Group of	Dosage (mg/kg/d)	Kono's score	Body weight (g)
				Blank control	/	0	22.6±1.4
Model group	/	3.3±1.3	17.2±1.4
				Gu Mei Tinib Low dose group	2	1.7±1.2	18.6±0.7
Gu Mei Medium dose group of Tinib	10	1.6±0.9	19.3±0.6
				Gu Mei high dose group of tenib	20	1.2±0.5	21.7±0.6
MET	1	2.1±0.9	17.8±0.2

。

Clinical neurological function Kono's score after end of dosing, the neurological function score of EAE model mice was 3.3±1.3, whereas the score of Gu Mei tenib-dosed low, medium and high dose groups were 1.7± 1.2,1.6 ± 0.9,1.2 ±0.5, and the score of met group was 2.1±0.9, respectively. From the above data, gu Mei low, medium, high dose and MET groups were able to significantly reduce clinical function scores (P <0.01 ) compared to EAE model group mice.

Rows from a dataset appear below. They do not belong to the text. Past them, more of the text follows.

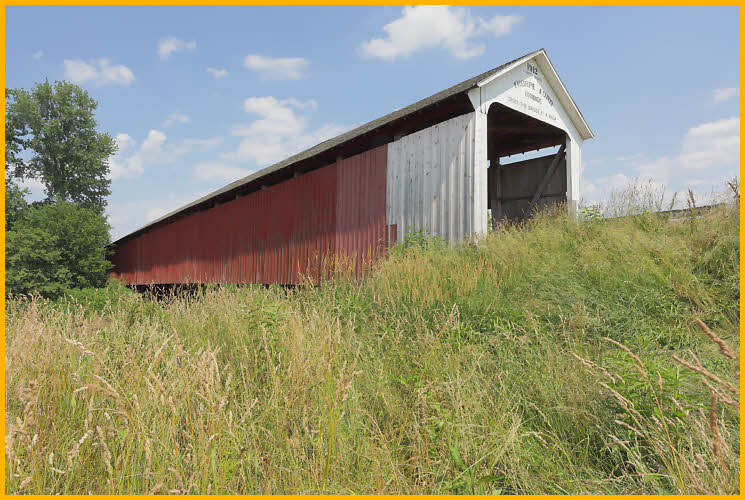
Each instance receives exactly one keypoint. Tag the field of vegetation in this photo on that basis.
(599, 356)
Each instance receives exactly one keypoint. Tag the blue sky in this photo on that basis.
(200, 96)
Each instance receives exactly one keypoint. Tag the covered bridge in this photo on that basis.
(432, 166)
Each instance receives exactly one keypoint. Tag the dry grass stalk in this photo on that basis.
(713, 425)
(703, 371)
(723, 347)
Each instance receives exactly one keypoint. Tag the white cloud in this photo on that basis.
(430, 26)
(130, 161)
(98, 72)
(711, 149)
(721, 95)
(170, 45)
(278, 132)
(194, 145)
(176, 118)
(215, 170)
(217, 72)
(279, 68)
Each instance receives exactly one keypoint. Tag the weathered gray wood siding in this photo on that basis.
(430, 180)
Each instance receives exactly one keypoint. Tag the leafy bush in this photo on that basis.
(54, 247)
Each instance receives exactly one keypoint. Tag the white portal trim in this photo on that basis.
(548, 70)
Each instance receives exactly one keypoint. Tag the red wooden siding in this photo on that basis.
(276, 235)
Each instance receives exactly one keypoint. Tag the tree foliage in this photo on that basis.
(15, 203)
(50, 135)
(56, 246)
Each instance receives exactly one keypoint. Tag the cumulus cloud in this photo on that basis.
(217, 72)
(709, 153)
(430, 26)
(721, 95)
(280, 130)
(277, 68)
(131, 160)
(215, 170)
(176, 118)
(98, 72)
(170, 45)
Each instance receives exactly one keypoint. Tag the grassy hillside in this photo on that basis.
(541, 360)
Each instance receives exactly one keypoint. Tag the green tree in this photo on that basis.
(54, 126)
(56, 246)
(15, 202)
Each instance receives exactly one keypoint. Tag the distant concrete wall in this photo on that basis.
(432, 182)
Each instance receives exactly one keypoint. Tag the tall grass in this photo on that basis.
(556, 357)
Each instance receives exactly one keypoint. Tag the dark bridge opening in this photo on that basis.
(516, 189)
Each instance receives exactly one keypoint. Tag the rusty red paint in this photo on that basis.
(295, 229)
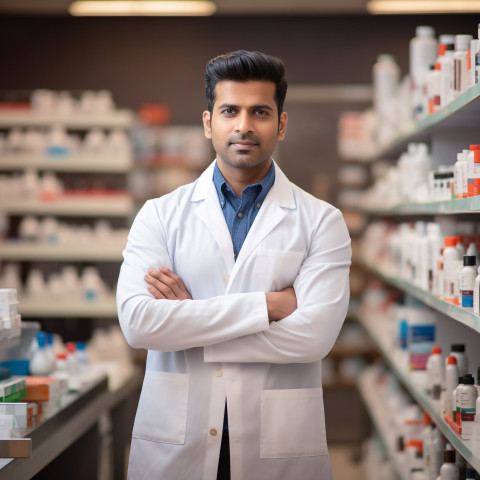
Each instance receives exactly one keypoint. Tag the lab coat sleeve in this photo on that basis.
(322, 289)
(170, 325)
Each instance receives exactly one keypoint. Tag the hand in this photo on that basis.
(281, 304)
(164, 284)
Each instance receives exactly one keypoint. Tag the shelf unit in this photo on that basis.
(447, 131)
(86, 206)
(422, 399)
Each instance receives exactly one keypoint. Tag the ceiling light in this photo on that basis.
(422, 6)
(107, 8)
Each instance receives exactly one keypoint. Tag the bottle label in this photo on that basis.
(467, 298)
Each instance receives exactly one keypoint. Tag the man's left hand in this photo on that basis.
(164, 284)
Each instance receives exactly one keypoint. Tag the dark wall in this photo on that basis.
(163, 59)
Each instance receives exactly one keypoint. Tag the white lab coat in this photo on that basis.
(220, 345)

However Gu Mei the effect of the low, medium and high dose groups of tenib was superior to the MET group.

Body weight monitoring after the end of dosing, the average body weight of mice in the EAE model group was 17.2+ -1.4 g compared to the body weight of mice in the normal group (22.6+ -1.4 g). Whereas Gu Mei was low, medium and high doses with an average body weight of 18.6.+ -. 0.7g, 19.3.+ -. 0.6g, 21.7.+ -. 0.6g and an average body weight of 17.8.+ -. 0.2g for the MET group.

Based on the above results, gu Mei low, medium, and high doses of tennib can alleviate weight loss in mice with EAE models (P < o.01, P < 0.01), but MET group did not alleviate weight loss in mice with EAE models. There were statistical differences in the weight loss of mice in Gu Mei-tennib dose groups compared to model groups (P < o.01 ).

Based on the relieving effect of Gu Mei on the neurological scores and weight loss of SJL/JEAE model mice in low, medium and high dose groups of tennib, it can be concluded that Gu Mei tennib can effectively relieve recurrent progressive multiple sclerosis.

While the foregoing disclosure and examples have described the basic principles and features of the present application and the advantages of the present application, those skilled in the art will recognize that the present application is not limited to the embodiments described above, but rather that the embodiments and descriptions described are merely of the best modes for carrying out the present application, and that various changes and modifications may be made in the present application without departing from the spirit and scope of the present application, i.e., in terms of a treatment for multiple sclerosis, and in particular for relapsing progressive multiple sclerosis, with a use of Gumeitinib or a pharmaceutically acceptable salt, hydrate or other analogue thereof, alone or in combination with other medicaments, within the scope of the claimed invention, which is defined in the appended claims and their equivalents.

Claims (5)

1. Use of Gu Mei tinib for the preparation of a medicament for promoting myelination and regeneration, characterized in that the chemical structure of Gu Mei tinib is as follows:

2. the use of claim 1, wherein the medicament is for the treatment of multiple sclerosis.

3. The use of claim 2, wherein the multiple sclerosis is relapsing progressive multiple sclerosis.

4. The use according to claim 1, wherein the medicament is a pharmaceutical composition made of Gu Mei tinib as active ingredient together with a conventional pharmaceutically acceptable carrier.

5. The use according to claim 4, wherein the pharmaceutical composition is in the form of a tablet, dispersible tablet, buccal tablet, orally disintegrating tablet, sustained release tablet, capsule, soft capsule, dripping pill or granule.